Red Cross Urges Family Plan for Extreme Heat and High Fire Threat
The American Red Cross has all eyes intensely focused on the forecast across the Pacific Northwest.
With extreme heat predicted this weekend, they wanted to take the opportunity to urge families to prepare now for the soaring and scorching temperatures, and the heightened wildfire risk that comes with it.
Parts of Washington are already in an excessive heat watch, posing an increased risk of fire danger. Experts predict 2021’s wildfire season could be extraordinarily dangerous due to the severe drought occurring over much of the western half of the country, and the American Red Cross is urging everyone in the Northwest Region to get ready now.

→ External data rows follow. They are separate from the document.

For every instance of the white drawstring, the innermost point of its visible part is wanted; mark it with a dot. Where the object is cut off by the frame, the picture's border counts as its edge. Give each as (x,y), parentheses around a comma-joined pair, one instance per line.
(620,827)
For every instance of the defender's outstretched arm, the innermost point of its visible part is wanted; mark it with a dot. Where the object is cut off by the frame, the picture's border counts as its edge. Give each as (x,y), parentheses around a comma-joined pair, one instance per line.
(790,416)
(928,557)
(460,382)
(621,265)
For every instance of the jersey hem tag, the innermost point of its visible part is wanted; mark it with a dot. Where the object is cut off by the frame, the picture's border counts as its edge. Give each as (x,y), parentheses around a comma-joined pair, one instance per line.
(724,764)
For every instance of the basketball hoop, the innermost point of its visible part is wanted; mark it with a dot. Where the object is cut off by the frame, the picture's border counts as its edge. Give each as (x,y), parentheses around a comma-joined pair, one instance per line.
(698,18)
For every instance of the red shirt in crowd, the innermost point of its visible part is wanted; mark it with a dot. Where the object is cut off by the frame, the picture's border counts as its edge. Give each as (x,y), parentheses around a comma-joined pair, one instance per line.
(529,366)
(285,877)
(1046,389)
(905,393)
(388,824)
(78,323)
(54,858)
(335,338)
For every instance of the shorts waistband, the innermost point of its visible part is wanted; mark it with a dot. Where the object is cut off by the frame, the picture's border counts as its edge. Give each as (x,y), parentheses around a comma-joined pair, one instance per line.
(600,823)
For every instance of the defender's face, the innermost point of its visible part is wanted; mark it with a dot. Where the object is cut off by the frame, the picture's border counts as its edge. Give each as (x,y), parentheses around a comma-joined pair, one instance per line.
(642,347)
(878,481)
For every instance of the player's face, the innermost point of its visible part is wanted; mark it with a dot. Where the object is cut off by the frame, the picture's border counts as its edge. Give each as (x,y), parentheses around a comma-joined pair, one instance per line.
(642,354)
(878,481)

“After back-to-back years of record-breaking wildfires, this year it’s more critical than ever to get ready now,” said Alex Dieffenbach, Northwest Region CEO. “Last year brought not only the pandemic, but massive wildfires in the west that were responsible for 37 deaths and more than $19 billion in damages. Wildfires are dangerous and can spread quickly, giving you only minutes to evacuate. Help protect your loved ones, get ready now.”
GETTING READY IS EASY - There are simple steps you can take to be prepared:
- Create an evacuation plan. Plan what to do in case you are separated from your family during an emergency and if you have to evacuate. Coordinate your plan with your child’s school, your work and your community’s emergency plans. Plan multiple routes to local shelters, register family members with special medical needs as required and make plans for pets. If you already have an emergency plan, talk about it again with family members so everyone knows what to do if an emergency occurs.
- Build an emergency kit with a gallon of water per person, per day, non-perishable food, a flashlight, battery-powered radio, first aid kit, medications, supplies for an infant or pets if applicable, a multi-purpose tool, personal hygiene items, copies of important papers, cell phone chargers, extra cash, blankets, maps of the area and emergency contact information. Because of the pandemic, include a mask for everyone in your household. If you already have a disaster kit, now is the time make sure the food and water is still okay to consume and that copies of important documents are up to date.
- Be informed. Find out how local officials will contact you during a wildfire emergency and how you will get important information, such as evacuation orders.
- Download the free Red Cross Emergency app to help keep you and your loved ones safe with real-time alerts, open Red Cross shelter locations and safety advice on wildfires and other emergencies. To download the app, search for ‘American Red Cross’ in your app store or go to redcross.org/apps.
- Be prepared to evacuate at a moment’s notice and obey all evacuation orders from officials.
- Post emergency phone numbers by every phone in your house and make sure everyone has those numbers in their cell phones.
- Don’t drive your vehicle onto dry grass or brush. Hot components under your vehicle can spark fires.
- Use equipment responsibly. Lawn mowers, chain saws, tractors and trimmers can all spark a wildfire.
- Use caution any time you use fire. Dispose of charcoal briquettes and fireplace ashes properly, never leave any outdoor fire unattended, and make sure that outdoor fires are fully extinguished before leaving the area.
- If residential debris burning is allowed — use caution. After obtaining any necessary permits, ensure that burning is not currently restricted in your area.
- Store combustible or flammable materials in approved safety containers away from the house.
- Find an outdoor water source such as a pond, well, even a swimming pool, and have a hose that can reach any area of your property.
- Create a fire-resistant zone free of leaves, debris or flammable materials for at least 30 feet out from your home.
- Regularly clean roofs and gutters.
- Make sure driveway entrances and your house number are clearly marked so fire vehicles can get to your home.
The Red Cross will continue to make sure people have a safe place to stay, food to eat and resources to help them recover after a disaster. Ensuring people have a safe place to stay during a disaster is a critical part of the Red Cross mission, but how they support sheltering efforts may be different in each community, depending on local emergency plans and the scale of the disaster. In most cases this year, they will open group shelters.